Aussi, le covid a finalisé les changements structurels que la révolution digitale avait initié afin de ne pas se laisser dépasser par des acteurs plus agiles comme les groupes de communication. Pour mener à bien leurs missions, ils doivent se doter de profils plus variés (UX, data, IA, développeurs, designers) aux origines variées (ingénieurs, école de commerce, écoles spécialisées), de profils expérimentés comme de séniors, d’une culture d’entreprise rendue plus souple et adaptable avec le covid, d’une plateforme de marque plus innovante et d’un business model garantissant une diversification des revenus (honoraires, abonnement, plateforme, actionnariat, prise de participation…) où le conseil s’intègre dans une offre de service plus variée (formation, accompagnement d’entreprise, product management, growth hacking…).

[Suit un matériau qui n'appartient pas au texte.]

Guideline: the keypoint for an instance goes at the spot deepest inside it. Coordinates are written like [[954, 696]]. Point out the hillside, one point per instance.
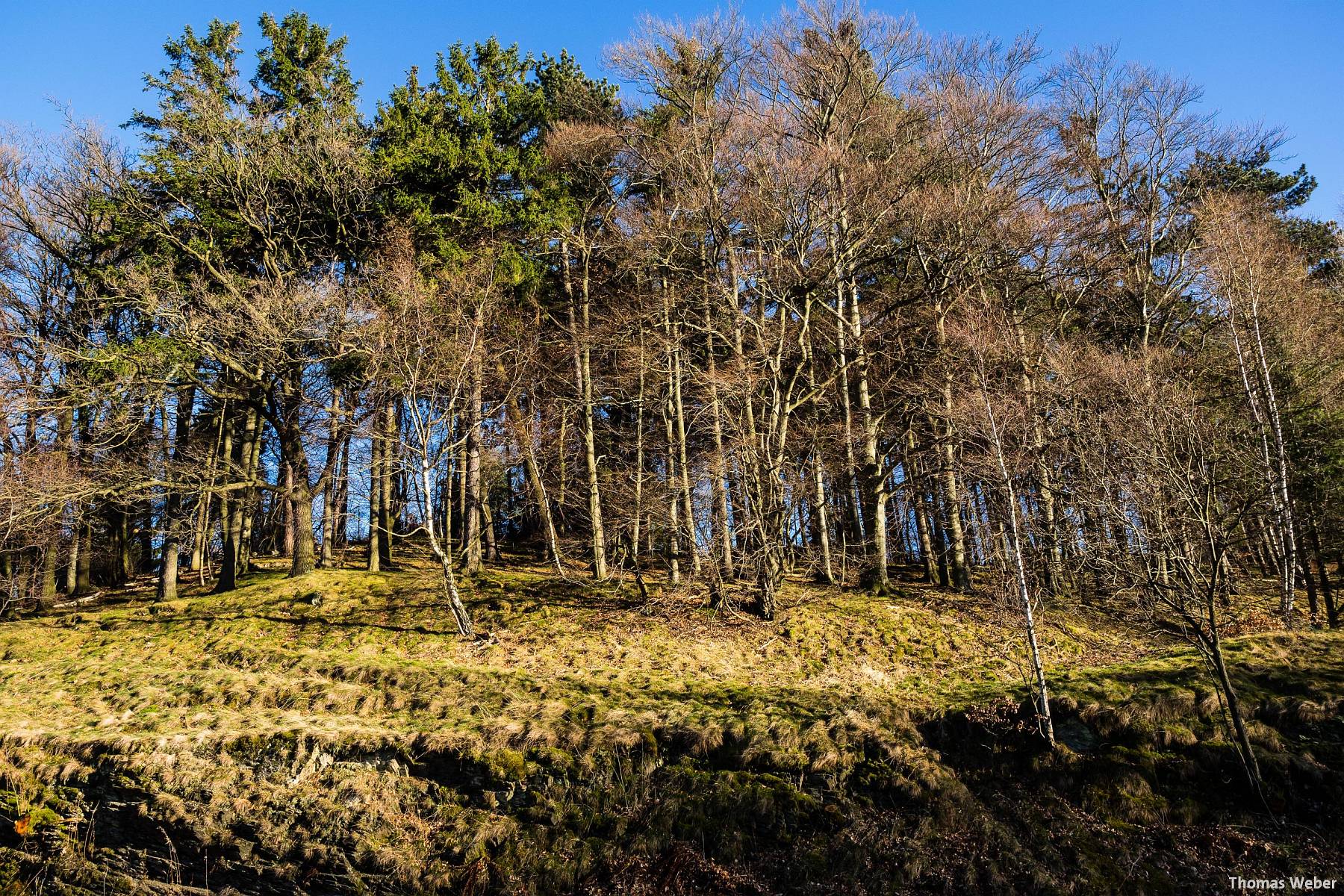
[[331, 735]]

Dans cette configuration, ce modèle d’agence hybride, accélérée par le covid, le conseil en stratégie d’ entreprise doit évoluer vers une organisation hybride entre l’accompagnement dans la création d’entreprise et leur transformation digitale. Ils touchent ainsi des cibles plus larges allant du grand groupe, la TPE/PME ou encore la start up. Leur proposition de service se structure autour de la proposition programmes d’accélération susceptibles de s’adapter aux différentes configurations de problèmes stratégiques rencontrés par les entreprises : un programme d’accélération d’entreprise (avec la location d’espaces de co-working), un programme de formation pour favoriser l’upskilling de leurs « accompagnés », un programme d’événements pour garantir la médiatisation des projets.
Références
Timsit, J-Ph. (2020), Stratégie digitale, Vuibert.
Meier O. (2018), Diagnostic stratégique, Dunod.
Jolly D. (2012), Stratégie d’entreprise, Maxima.
Giboin B. (2019), La boîte à outils de la stratégie, Dunod.